A LUSOFILIA NUMA PERSPECTIVA DE FUTURO
VI
Queremos liberdade de comunicação; não queremos libertinagem na comunicação
Dentre todos os meios de comunicação hoje ao dispor – e são muitos – a televisão é seguramente o que maior influência exerce nas populações, em especial nas mais frágeis. E quando refiro as mais frágeis significo as que não dispõem de capacidade de defesa contra as influências perversas que lhes possam chegar mais ou menos sub-repticiamente: incitação à violência pela apologia da competição como conceito global, exploração mediática do desespero do derrotado, incitação da revolta contra o dominador (esse que até ao passo anterior era o deus da glória) e assim sucessivamente num círculo contínuo de altos e baixos de euforia e desespero. Ciclos tão úteis para a instalação de ambientes propícios às subidas e quedas das Bolsas internacionais, à manipulação de preços, à gestão dos interesses especulativos de quem quer comprar na baixa para logo de seguida vender na alta.
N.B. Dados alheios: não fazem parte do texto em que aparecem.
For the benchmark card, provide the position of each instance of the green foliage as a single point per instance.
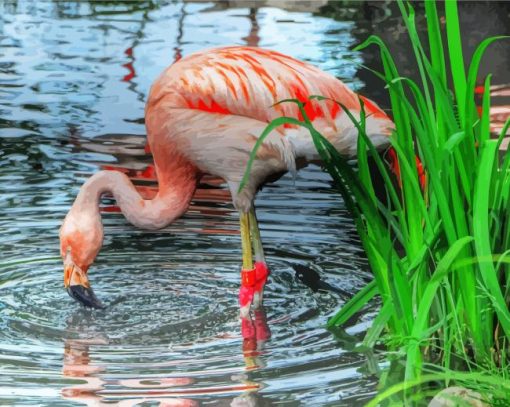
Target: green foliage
(445, 292)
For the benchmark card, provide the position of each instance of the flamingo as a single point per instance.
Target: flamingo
(204, 115)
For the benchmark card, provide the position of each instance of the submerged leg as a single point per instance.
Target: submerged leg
(261, 270)
(247, 290)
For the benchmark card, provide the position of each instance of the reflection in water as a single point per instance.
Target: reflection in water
(94, 389)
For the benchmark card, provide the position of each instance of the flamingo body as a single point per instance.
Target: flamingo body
(204, 115)
(211, 107)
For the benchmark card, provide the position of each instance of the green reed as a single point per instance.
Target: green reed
(445, 290)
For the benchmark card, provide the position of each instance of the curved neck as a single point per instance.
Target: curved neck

E se os célebres ciclos de Kondratiev[1] não funcionam com o ritmo desejado, há que provocá-los pois não se pode perder tempo “à espera de Godot”.
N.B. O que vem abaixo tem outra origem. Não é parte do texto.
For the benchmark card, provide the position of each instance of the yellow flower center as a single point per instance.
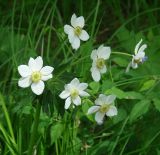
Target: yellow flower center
(36, 76)
(100, 63)
(77, 31)
(104, 108)
(74, 93)
(137, 61)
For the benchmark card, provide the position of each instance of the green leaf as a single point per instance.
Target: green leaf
(116, 91)
(133, 95)
(120, 61)
(147, 85)
(156, 103)
(27, 110)
(85, 106)
(56, 132)
(94, 86)
(139, 109)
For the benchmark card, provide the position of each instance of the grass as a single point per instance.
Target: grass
(35, 28)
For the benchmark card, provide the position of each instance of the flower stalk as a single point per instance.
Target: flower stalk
(35, 127)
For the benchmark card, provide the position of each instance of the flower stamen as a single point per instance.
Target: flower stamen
(74, 93)
(104, 108)
(100, 63)
(77, 31)
(36, 76)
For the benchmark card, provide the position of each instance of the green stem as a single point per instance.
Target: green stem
(2, 103)
(34, 132)
(121, 53)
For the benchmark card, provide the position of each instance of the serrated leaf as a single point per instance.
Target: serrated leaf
(147, 85)
(116, 91)
(139, 109)
(94, 86)
(56, 132)
(85, 106)
(120, 61)
(27, 110)
(156, 103)
(133, 95)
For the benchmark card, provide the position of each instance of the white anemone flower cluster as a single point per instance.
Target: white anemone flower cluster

Tudo, porque não há tempo a perder na conquista de posições de liderança, nos lucros que têm que ser cada vez maiores… Mesmo que o produto seja tóxico, ele tem que ser apresentado como sublime.
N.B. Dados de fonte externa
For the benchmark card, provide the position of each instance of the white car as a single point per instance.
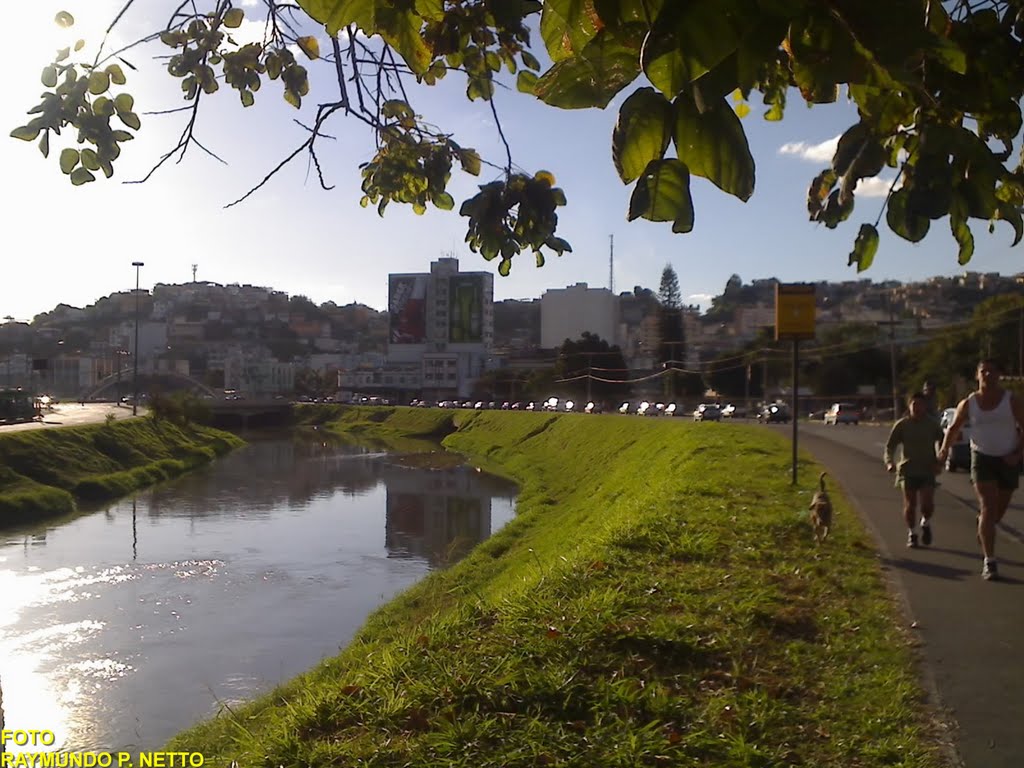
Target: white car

Foi essa mentalidade competitiva – em que tudo vale desde que se alcancem os objectivos – que levou as empresas a despedirem os profissionais experientes para admitirem jovens bem mais baratos, a actual geração dos 1000 (€, claro). E o que fazemos a tanto aposentado prematuro? Deixamo-los pelos jardins a jogar às cartas ou a consumirem o álcool do desespero por inadaptação a uma situação que muitos consideram injusta?
Até que a bolha rebentou, os Bancos faliram e os Tesouros nacionais foram chamados a cobrir os dislates que a ganância, a amoralidade, o hedonismo e a ausência de Ética permitiram. Carpe diem...
Esta é, pois, a hora de todos pagarmos a insensatez de que nos deixámos rodear.
Se queremos obstar a piores cenários do que aquele por que estamos a passar, comecemos por instaurar a ética da comunicação.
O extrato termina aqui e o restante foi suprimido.